Benjamin J. Tilly ben_tilly at operamail.com
Thu Feb 9 15:21:33 PST 2006


"Loren Osborn" <lsosborn at dis-sol-inc.com> wrote:
> 
> We are having a serious problem with signals in FastCGI under Apache 2
> and could use any assistance you could offer.  It appears that FastCGI
> is attempting to shutdown a perl script that it's running by sending it
> a SIGTERM, but the process is asleep and the signal is queued for when
> the process is next awakened.  When FastCGI gets a request for a page of
> the type that was sent the SIGTERM, it sees the process as still alive,
> and sends it another request. The process is awakened, sees the SIGTERM,
> and dies without providing a response to FastCGI.  FastCGI then produces
> an error indicating that the script produced no output.

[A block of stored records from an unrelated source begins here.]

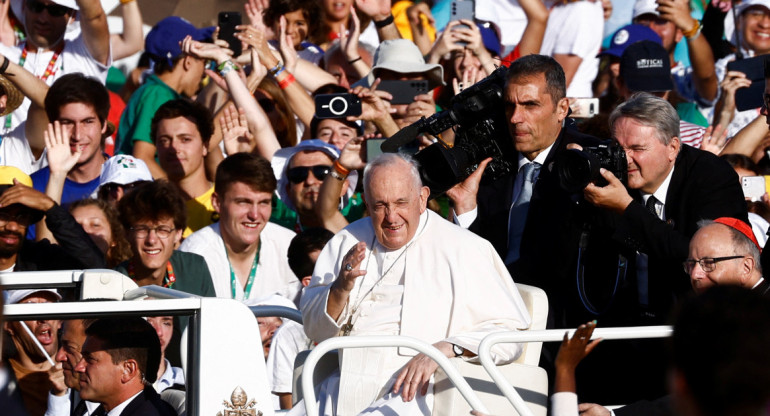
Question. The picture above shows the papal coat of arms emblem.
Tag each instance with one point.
(239, 405)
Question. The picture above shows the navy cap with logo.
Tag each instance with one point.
(645, 66)
(162, 43)
(628, 35)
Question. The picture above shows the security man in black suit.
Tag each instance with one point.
(120, 362)
(672, 187)
(532, 222)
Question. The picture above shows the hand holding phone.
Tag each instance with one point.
(227, 23)
(753, 187)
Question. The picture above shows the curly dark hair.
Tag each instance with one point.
(193, 111)
(153, 201)
(119, 249)
(311, 11)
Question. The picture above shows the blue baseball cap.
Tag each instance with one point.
(628, 35)
(163, 40)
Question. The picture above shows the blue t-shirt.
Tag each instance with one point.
(73, 191)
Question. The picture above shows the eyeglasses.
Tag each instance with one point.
(55, 10)
(708, 264)
(22, 217)
(113, 187)
(299, 174)
(162, 231)
(757, 13)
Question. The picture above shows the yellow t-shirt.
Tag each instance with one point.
(200, 213)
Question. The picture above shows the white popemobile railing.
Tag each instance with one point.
(552, 335)
(207, 314)
(330, 344)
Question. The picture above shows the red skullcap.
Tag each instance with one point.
(741, 226)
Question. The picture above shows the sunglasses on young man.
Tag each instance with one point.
(55, 10)
(299, 174)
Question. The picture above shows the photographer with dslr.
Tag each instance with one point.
(670, 188)
(530, 220)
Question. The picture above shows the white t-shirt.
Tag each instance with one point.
(274, 276)
(15, 151)
(576, 29)
(75, 57)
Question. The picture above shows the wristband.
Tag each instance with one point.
(384, 22)
(693, 33)
(274, 71)
(286, 81)
(225, 67)
(338, 168)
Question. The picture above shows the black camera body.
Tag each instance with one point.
(578, 168)
(477, 115)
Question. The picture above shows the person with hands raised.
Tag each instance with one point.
(282, 71)
(352, 158)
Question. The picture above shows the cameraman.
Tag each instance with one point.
(533, 224)
(670, 188)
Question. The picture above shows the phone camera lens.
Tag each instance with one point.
(338, 106)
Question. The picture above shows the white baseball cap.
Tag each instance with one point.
(123, 170)
(645, 7)
(16, 296)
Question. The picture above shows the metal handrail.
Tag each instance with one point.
(485, 353)
(157, 292)
(275, 310)
(364, 341)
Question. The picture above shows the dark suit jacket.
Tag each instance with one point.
(148, 403)
(702, 187)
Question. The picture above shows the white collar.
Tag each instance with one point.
(662, 191)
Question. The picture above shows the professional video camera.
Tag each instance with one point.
(478, 116)
(578, 168)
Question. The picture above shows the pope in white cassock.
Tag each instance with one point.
(404, 270)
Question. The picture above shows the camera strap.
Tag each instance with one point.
(580, 276)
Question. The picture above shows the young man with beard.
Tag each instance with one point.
(182, 130)
(62, 399)
(246, 254)
(77, 106)
(30, 365)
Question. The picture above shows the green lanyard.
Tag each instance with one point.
(252, 274)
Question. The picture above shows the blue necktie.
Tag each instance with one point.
(518, 215)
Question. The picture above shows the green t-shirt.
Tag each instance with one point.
(141, 108)
(286, 217)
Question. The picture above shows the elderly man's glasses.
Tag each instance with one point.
(299, 174)
(162, 231)
(708, 264)
(55, 10)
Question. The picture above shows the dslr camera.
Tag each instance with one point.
(578, 168)
(478, 118)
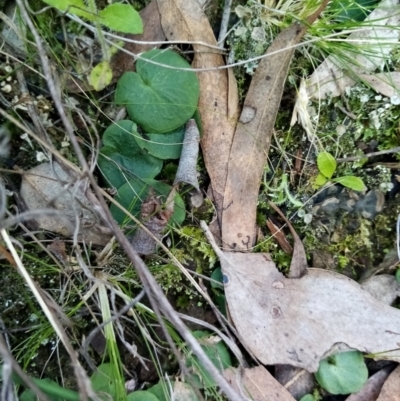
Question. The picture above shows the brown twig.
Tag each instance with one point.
(153, 290)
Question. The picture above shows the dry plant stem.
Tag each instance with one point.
(224, 23)
(368, 155)
(50, 316)
(156, 296)
(7, 357)
(110, 199)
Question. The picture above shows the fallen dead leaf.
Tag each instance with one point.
(384, 287)
(48, 186)
(298, 321)
(372, 387)
(390, 390)
(218, 104)
(155, 219)
(257, 384)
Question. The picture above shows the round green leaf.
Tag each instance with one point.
(326, 164)
(218, 278)
(122, 18)
(163, 146)
(353, 10)
(121, 158)
(102, 380)
(157, 98)
(141, 396)
(320, 180)
(101, 75)
(76, 7)
(218, 354)
(351, 182)
(132, 194)
(343, 373)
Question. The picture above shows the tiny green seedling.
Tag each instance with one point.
(327, 166)
(343, 373)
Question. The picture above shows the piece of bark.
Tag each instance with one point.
(252, 138)
(154, 219)
(218, 104)
(49, 186)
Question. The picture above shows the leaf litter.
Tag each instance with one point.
(310, 312)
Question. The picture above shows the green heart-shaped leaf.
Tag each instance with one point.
(158, 98)
(343, 373)
(132, 194)
(326, 164)
(122, 18)
(121, 158)
(163, 146)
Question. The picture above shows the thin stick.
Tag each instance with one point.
(224, 23)
(154, 291)
(368, 155)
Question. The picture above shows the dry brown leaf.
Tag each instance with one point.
(386, 83)
(49, 186)
(372, 387)
(258, 384)
(331, 77)
(384, 287)
(391, 389)
(155, 219)
(218, 104)
(298, 321)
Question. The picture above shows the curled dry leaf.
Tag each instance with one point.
(306, 316)
(218, 103)
(257, 384)
(49, 186)
(332, 75)
(155, 220)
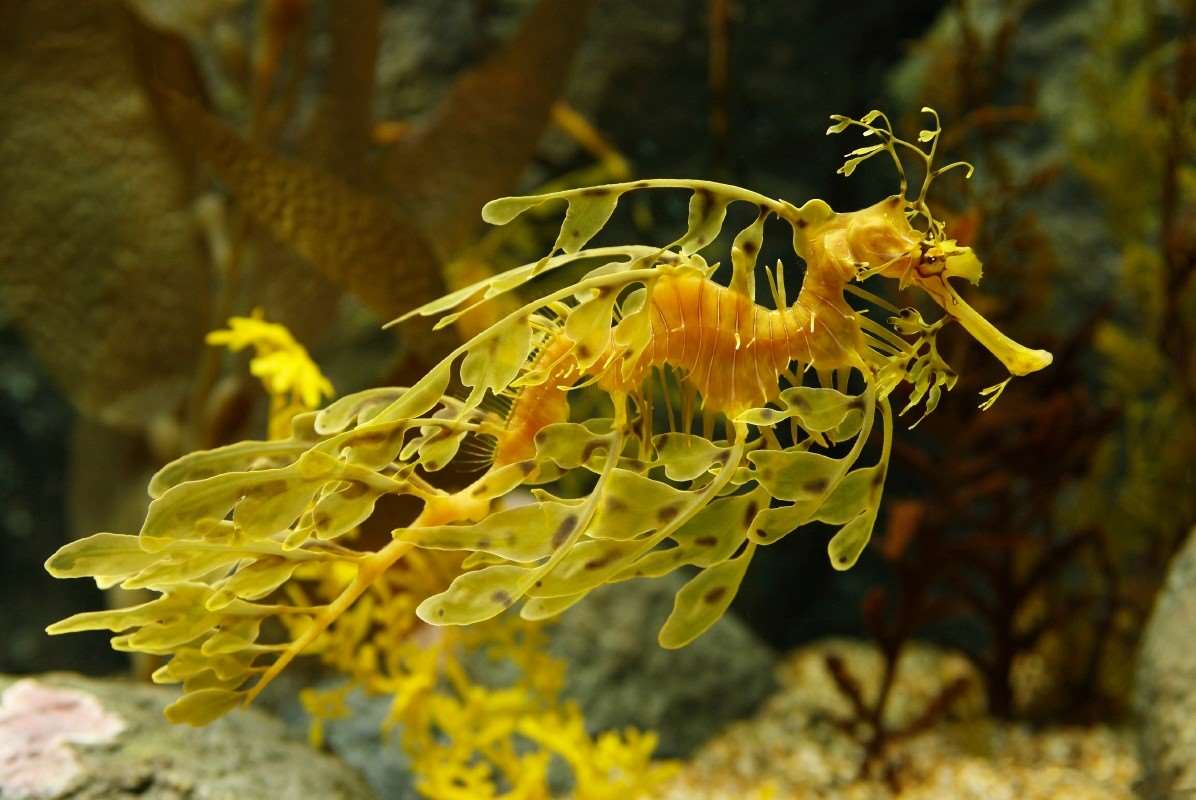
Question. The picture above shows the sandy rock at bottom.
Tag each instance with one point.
(65, 736)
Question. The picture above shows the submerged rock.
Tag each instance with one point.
(1165, 684)
(621, 676)
(800, 745)
(65, 736)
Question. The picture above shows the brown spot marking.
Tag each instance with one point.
(667, 513)
(354, 490)
(563, 530)
(368, 439)
(816, 486)
(269, 489)
(590, 450)
(598, 563)
(715, 594)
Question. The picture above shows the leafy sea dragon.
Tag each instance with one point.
(645, 327)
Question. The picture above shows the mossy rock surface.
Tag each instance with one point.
(65, 736)
(621, 676)
(1165, 685)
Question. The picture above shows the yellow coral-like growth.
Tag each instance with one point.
(292, 379)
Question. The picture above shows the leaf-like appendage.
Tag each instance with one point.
(707, 211)
(585, 567)
(634, 504)
(818, 410)
(203, 706)
(794, 474)
(590, 327)
(545, 608)
(573, 444)
(848, 543)
(495, 362)
(477, 596)
(525, 533)
(703, 600)
(744, 251)
(355, 408)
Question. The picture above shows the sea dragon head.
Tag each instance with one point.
(902, 239)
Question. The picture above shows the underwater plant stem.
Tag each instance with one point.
(368, 572)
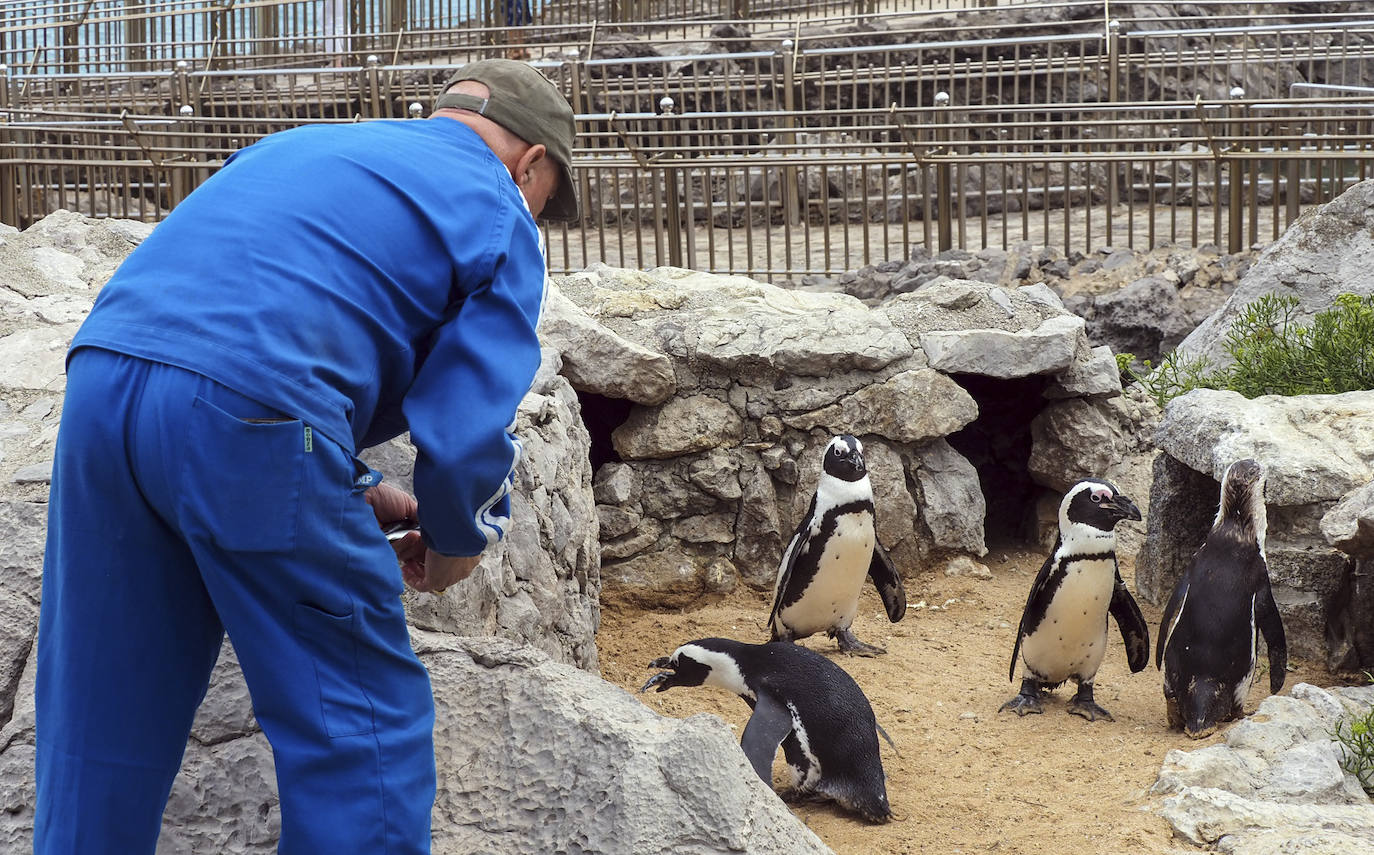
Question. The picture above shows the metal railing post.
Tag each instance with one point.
(1113, 96)
(180, 180)
(136, 35)
(1235, 178)
(186, 94)
(265, 28)
(10, 189)
(373, 77)
(944, 183)
(672, 198)
(790, 201)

Set the environment variable PERL_SIGNALS to unsafe for the script.

Here is the issue.  Perl has 2 ways to handle signals.  One is safe, which will interrupt and handle the error when the current opcode finishes.  The other is unsafe, which uses setlongjmp to break out of whatever Perl is doing right now.

Unsafe signals guarantee that signals are handled immediately, but run a risk of dumping core.  (The more you do in your signal handler, the higher the probability of dumping core.)  Safe signals are handled eventually but won't dump core.

The default in Perl 5.8 is safe signal handling.

> We do have one work around, but just discovered that this work around
> does not always solve the problem.  The work around was, if the process
> was asleep when the SIGTERM was received, then it answers one final
> request before exiting.  We are finding issues, apparently, when the
> process has been awakened after excessive periods of time.  (hours)

I don't have a solution to this problem, and strongly suspect that it is a separate bug.

There are lots of possibilities though.  For example suppose that your script has a database connection, and there is a firewall between the script and the database.  The database connection goes over a TCP/IP connection, and after a certain time without activity the firewall will terminate the TCP/IP connection.  After that the script will fail because it doesn't have a database connection.

Solutions to that could include carefully testing whether the database connection works (and reconnecting if need be) on every request, or having the script wake itself up periodically to do something trivial with the database.

> Any assistance you can offer is very much appreciated,

You're welcome, and I hope that my suggestions work.